You can add the citric acid, it just makes the SO2 active quicker.

You then just spray everthing as you're already aware. I then just leave it for a couple of minutes contact time and then shake off/out any excess liquid before adding water, honey etc for the ferment.

If youre not sure, keep you made up sulphite solution in the fridge, that should keep it better than just in a closet......

Visionist
11-22-2013, 03:52 PM
Does this look fine? I havent added the yeast yet, I added a bit too much water as I filled it to a gallon before adding the orange. I let out some water and added some more honey to make up.
http://imgur.com/QrTqCY8

psychopomp23
11-22-2013, 04:02 PM
Does this look fine? I havent added the yeast yet, I added a bit too much water as I filled it to a gallon before adding the orange. I let out some water and added some more honey to make up.
http://imgur.com/QrTqCY8

looks good. I see you used the Walmart brand honey! Let me know how it turns out.
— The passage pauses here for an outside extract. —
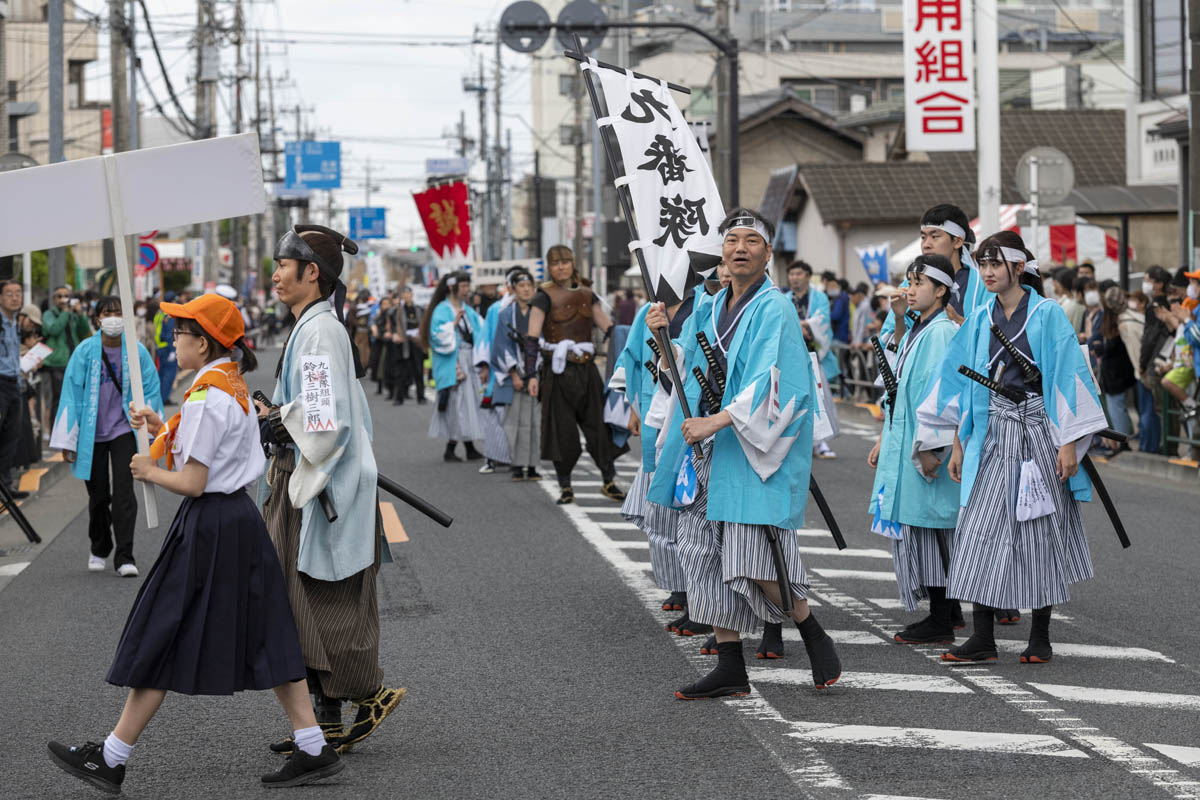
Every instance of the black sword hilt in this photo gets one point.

And i think you would've been fine without adding the honey. i don't think you had to removed THAT much water/honey mix

joemirando
11-22-2013, 07:24 PM
Does this look fine? I havent added the yeast yet, I added a bit too much water as I filled it to a gallon before adding the orange. I let out some water and added some more honey to make up.
http://imgur.com/QrTqCY8

It looks good to me. In the future, when you fill the jug "too full" you can pour the excess into something (an empty honey bottle or jar is what I use) and keep it in the refrigerator so that you can add it to either this batch or another one. I have several partial bottles of different musts in the freezer, which I will at some point mix together to make a "mongrel" batch.